ASSOCIAZIONI: L’IVA PUO’ ATTENDERE

La legge di Bilancio 2022 ha rinviato al 1° gennaio 2024 l’applicazione delle novità introdotte, in sede di conversione del decreto Fisco-Lavoro, per gli enti associativi. Le novità riguardano la ridefinizione del trattamento impositivo di alcune operazioni, con passaggio (a talune condizioni) dal regime di esclusione dal campo di applicazione dell’IVA a quello di esenzione dall’IVA. 

Secondo le modifiche apportate dal comma 15-quater alla legge sull’Iva (dpr 633/72) al fine di allineare la normativa nazionale a quella dell’UE e superare le censure della Commissione europea, le prestazioni di servizi e le cessioni di beni effettuate in conformità alle finalità istituzionali da associazioni, dietro pagamento di corrispettivi specifici o di contributi supplementari, nei confronti dei propri soci, associati o partecipanti, non rappresentano più operazioni escluse dal campo di applicazione dell’Iva (come stabiliva l’abrogato quarto comma dell’art. 4).  

Di conseguenza, dette operazioni rientrano ora nel mondo dell’imposta, al pari delle cessioni di beni e delle prestazioni di servizi a titolo oneroso poste in essere dalla generalità dei soggetti passivi.  

Il nuovo quarto comma dell’articolo 10, aggiunto dal predetto comma 15-quater, accorda però alle operazioni effettuate dalle anzidette associazioni il trattamento di esenzione dall’imposta, ma subordinatamente alla condizione di “non provocare distorsioni della concorrenza a danno delle imprese commerciali soggette all’Iva”.  

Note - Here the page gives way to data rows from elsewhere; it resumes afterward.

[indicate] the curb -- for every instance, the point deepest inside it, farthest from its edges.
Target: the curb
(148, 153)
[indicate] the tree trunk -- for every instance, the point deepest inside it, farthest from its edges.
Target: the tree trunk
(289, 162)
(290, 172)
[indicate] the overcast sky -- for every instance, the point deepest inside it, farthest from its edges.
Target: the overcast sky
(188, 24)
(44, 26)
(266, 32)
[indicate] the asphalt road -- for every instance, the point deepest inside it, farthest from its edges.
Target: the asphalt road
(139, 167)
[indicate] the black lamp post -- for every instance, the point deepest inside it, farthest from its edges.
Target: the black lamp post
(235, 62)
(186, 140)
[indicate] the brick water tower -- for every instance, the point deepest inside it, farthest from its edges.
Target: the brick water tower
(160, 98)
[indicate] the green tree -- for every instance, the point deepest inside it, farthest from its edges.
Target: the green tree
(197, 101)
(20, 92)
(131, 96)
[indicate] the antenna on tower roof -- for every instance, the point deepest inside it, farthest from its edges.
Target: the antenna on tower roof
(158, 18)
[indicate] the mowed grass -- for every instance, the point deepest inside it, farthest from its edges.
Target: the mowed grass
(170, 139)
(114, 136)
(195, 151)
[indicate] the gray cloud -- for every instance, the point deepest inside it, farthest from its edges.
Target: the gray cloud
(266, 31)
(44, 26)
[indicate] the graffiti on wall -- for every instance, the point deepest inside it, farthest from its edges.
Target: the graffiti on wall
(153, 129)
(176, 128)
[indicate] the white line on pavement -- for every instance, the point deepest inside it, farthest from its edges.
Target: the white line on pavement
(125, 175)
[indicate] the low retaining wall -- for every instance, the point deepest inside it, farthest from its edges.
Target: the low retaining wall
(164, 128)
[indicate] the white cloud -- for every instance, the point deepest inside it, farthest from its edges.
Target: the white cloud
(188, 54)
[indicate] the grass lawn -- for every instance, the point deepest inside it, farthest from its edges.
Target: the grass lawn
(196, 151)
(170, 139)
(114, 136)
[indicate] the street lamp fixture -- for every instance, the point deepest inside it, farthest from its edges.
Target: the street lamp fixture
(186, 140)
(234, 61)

Per effetto di tali modifiche, quindi, la numerosa e variegata platea degli enti non profit, peraltro composta in buona misura da associazioni rette da volontari non propriamente esperti di diritto e fisco, da un giorno all’altro è stata posta di fronte non solo alla necessità di aprire la posizione Iva ed attivare, eventualmente, la relativa contabilità e gli adempimenti del caso, ma soprattutto all’interrogativo dell’applicabilità o meno del trattamento di esenzione dal tributo, in ragione della sussistenza o meno di un requisito, quello della distorsione della concorrenza, del tutto nuovo per l’ordinamento interno, il cui accertamento, stando alla scarna giurisprudenza dell’UE, è tutt’altro che semplice. 

Appare quindi più che opportuna la moratoria fino al 2024 concessa dalla legge di bilancio: due anni durante i quali si potranno approfondire tutte le problematiche collegate all’assoggettamento all’Iva, prima tra tutte la valutazione dei presupposti per l’esenzione, e prepararsi adeguatamente alla novità.